Division Records - Logo Il y a quelques semaines, on s'est croisé avec les Kehlvin et donc si j'ai bien tout compris, Division Records, c'est désormais 3 Kehlvin + 2 Rorcal. Précédemment, c'était surtout Laurent, maintenant vous gérez ça à 5, comment ça se passe au quotidien ? Parce que vu ce qu'à donné votre collaboration sur Ascension, ça doit être folklo parfois (rires...). Plus sérieusement, qui fait quoi exactement ?
Spieli : Oui, comme tu dis ça peut virer très folklo, d'ailleurs les costumes traditionnels de nos cantons respectifs (Genève et Neuchâtel) sont de rigueurs lors des séances (rires). Non, plus sérieusement le fait d'être 5 permet d'alléger le travail, franchement chapeau à Laurent d'avoir géré ça seul pendant si longtemps ! De plus, le fait d'être sur 2 villes permet d'élargir notre réseau de contacts.
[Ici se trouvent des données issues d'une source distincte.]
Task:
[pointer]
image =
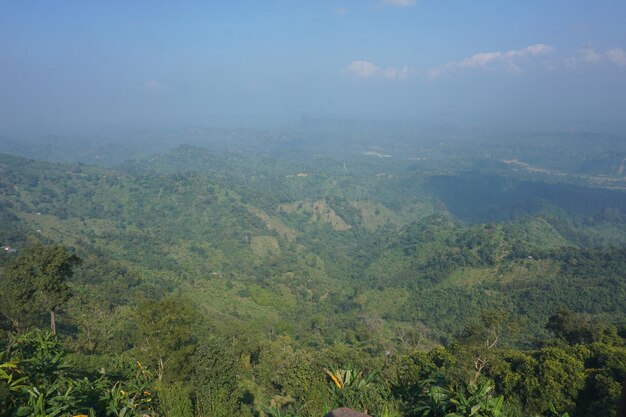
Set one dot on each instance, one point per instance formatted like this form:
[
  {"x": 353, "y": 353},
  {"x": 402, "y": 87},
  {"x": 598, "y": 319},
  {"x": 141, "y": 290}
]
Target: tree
[
  {"x": 166, "y": 334},
  {"x": 38, "y": 278}
]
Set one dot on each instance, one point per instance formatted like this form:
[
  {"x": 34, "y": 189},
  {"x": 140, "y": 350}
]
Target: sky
[{"x": 95, "y": 64}]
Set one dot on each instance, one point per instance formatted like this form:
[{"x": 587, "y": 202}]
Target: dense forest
[{"x": 282, "y": 277}]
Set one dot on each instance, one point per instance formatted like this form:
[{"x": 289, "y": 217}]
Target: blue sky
[{"x": 90, "y": 64}]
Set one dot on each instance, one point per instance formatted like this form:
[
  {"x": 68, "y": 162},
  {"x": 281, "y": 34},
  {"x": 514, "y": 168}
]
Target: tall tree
[{"x": 37, "y": 279}]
Nous avons tous à peu prêt un poste dans le label mais on se file tous des coups de main dans tous les domaines entre promo, distribution, graphisme, myspace, site (bientôt) avec une personne qui gère la coordination générale du tout.

Dans le contexte économique actuel et notamment celui du disque, la plupart des gens ont tendance à dire que monter ou reprendre un label est hautement risqué, j'imagine que vous voyez les choses sous un angle différent (?).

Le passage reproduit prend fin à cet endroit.